The SwiftAutomation architecture consists of two parts:

a collection of abstract classes and protocol extensions, providing an object-oriented API for building relational AEOM queries (object specifiers) and dispatching Apple events (commands)
a command-line code generation tool, aeglue, that combines these abstract components into concrete classes that can be used to construct object specifiers and send commands.

In addition, aeglue can use the target application's dictionary (AETE/SDEF resource) to add human-readable properties and methods to these classes, creating a user-friendly high-level interface over the cryptic four-char codes (OSType) used by the Apple Event Manager itself.

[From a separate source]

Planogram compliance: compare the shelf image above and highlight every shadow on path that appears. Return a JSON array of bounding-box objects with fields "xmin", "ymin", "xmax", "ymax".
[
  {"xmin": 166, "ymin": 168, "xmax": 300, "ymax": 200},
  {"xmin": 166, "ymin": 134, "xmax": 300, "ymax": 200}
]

For example, the following AppleScript sets the size of the first character of every non-empty paragraph in every document of TextEdit to 24 pt:

tell application id "com.apple.TextEdit"
  set size of character 1 of (every paragraph where it ≠ "\n") of every document to 24
end tell

Here is the equivalent Swift code using SwiftAutomation's default AE glue:

let textedit = AEApplication(bundleIdentifier: "com.apple.TextEdit")

let specifier = AEApp.elements("docu")
                     .property("ctxt")
                     .elements("cpar")[AEIts != "\n"]
                     .elements("cha ")[1]
                     .property("ptsz")
try textedit.sendAppleEvent("core", "getd", ["----": specifier, "data": 24])

and using glue classes generated specifically for TextEdit:

let textedit = TextEdit()

try textedit.documents.text.paragraphs[TEDIts != "\n"].characters[1].size.set(to: 24)

[1] OSType: a 32-bit value, often represented as a 4-character C literal, a.k.a. "four-char code". Used in Carbon APIs such as the Apple Event Manager. Mnemonic values are preferred, e.g. 'docu' = 'document'.

[2] Assuming a well-implemented AEOM; in practice most AEOM implementations suffer varying degrees of limitations in their ability to operate successfully on complex multi-object specifiers. These limitations are generally not documented but discovered through trial and error.